Prince Fielder took an HBP from Kyle Lohse at Miller Park last night, and it was number 600 in the history of Brewers home park.  Fielder has accounted for 32 of those, which puts him tied with Geoff Jenkins for 2nd place in park history.  The park celebrated it’s 600th plunk by setting fire to some kettle corn, causing smoke to billow through the park.  I suspect they had intended to use the retractable roof to send out the news of the 600th plunk by celebratory smoke signal by opening and closing it, releasing puffs of smoke representing the message of the 600th HBP, but then they realized that it was a night game and no one would be able to see it.  That was Fielder’s 8th plunk of the season, and the 76th of his career.

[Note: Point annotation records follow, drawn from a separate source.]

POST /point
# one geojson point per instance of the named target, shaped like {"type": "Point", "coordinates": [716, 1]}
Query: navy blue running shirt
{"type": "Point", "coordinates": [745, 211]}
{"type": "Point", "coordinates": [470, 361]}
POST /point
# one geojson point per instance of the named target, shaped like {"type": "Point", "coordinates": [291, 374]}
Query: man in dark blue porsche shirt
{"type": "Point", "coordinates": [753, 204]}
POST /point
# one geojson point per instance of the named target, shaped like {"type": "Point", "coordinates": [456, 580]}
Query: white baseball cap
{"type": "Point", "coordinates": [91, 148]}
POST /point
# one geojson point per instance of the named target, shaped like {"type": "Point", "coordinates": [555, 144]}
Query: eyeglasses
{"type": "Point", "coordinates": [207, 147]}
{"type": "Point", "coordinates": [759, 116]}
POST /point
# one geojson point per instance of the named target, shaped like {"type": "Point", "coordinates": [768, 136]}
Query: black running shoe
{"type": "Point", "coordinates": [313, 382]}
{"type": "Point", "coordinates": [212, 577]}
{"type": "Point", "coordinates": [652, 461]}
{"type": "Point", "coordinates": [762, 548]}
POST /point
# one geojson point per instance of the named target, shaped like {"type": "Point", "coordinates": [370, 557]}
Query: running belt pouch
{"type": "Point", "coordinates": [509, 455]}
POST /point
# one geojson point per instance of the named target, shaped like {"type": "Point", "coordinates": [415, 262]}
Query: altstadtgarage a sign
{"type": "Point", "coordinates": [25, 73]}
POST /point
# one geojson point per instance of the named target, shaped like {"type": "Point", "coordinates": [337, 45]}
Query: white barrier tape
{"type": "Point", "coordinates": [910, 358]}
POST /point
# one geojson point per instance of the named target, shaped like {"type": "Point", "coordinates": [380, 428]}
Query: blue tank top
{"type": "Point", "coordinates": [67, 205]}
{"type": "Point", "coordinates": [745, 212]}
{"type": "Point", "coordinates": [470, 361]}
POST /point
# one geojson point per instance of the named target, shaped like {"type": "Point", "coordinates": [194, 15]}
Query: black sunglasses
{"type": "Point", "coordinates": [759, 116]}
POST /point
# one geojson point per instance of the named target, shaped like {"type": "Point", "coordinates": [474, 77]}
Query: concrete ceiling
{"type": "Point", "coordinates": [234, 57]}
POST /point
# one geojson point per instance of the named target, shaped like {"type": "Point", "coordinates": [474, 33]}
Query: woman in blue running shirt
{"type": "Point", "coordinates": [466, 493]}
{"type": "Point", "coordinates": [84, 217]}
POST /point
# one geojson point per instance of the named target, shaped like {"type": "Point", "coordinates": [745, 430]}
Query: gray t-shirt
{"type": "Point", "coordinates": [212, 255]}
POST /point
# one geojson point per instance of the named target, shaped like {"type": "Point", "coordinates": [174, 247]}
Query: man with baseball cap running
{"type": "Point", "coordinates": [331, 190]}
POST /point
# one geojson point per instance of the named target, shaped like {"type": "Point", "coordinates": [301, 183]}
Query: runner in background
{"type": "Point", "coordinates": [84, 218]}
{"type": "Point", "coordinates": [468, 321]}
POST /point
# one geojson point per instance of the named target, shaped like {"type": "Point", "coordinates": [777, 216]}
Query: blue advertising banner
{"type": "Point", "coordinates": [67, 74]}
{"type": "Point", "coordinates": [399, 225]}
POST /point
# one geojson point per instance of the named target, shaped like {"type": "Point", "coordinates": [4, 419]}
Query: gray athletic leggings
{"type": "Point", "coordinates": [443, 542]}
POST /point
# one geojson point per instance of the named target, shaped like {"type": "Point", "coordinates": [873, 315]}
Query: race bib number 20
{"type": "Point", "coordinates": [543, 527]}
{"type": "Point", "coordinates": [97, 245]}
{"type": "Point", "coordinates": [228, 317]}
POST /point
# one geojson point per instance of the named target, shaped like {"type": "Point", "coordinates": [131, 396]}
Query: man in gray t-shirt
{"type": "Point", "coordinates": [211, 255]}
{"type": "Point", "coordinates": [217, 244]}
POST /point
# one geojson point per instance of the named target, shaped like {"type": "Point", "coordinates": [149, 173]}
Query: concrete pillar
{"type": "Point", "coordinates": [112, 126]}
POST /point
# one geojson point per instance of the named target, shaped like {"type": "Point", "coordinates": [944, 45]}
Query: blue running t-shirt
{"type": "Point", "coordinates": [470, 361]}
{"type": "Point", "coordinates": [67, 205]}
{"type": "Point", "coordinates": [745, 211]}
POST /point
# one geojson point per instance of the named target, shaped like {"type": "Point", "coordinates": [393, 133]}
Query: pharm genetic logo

There was controversy in New York last night Fausto Carmona plunked Mark Teixeira, thinking Teixeira should be honored to be on the receiving end of Carmona’s 50th career plunk. But Teixeira was having none of that, shouting back “who cares about your 50th hit batter thrown? That plunk was MY 86th career HBP” and Carmona shouted back “you only have 85 career plunks, stop exaggerating your HBP total”.  Carmona was right – Teixeira only has 85 career plunks, but since the argument got heated, both teams had to step on to the field to negotiate which player had a better claim on the notability of that HBP.  Yankees manager Joe Girardi knew Teixeira was wrong about his HBP total, but backed his player anyway – not wanting to ruin his confidence.  So Girardi shouted at the assembled Indians “Mark Teixeira is the third most plunked player ever born in Maryland, and that was the 1425 HBP ever recorded by a Marylander!”, and the Indians didn’t think much of that shouting back that Teixeira still needed 69 more HBPs to catch Brady Anderson for the Maryland record – which only got Teixeira fired up again, because he thinks he only needs 68 more.  The whole situation could have been easily resolved with a quick internet query, and the umpires became so disgusted by the discussion that they didn’t let either player keep the ball.

Anthony Rizzo and Luke Hughes were welcomed to the majors with their first career HBPs yesterday.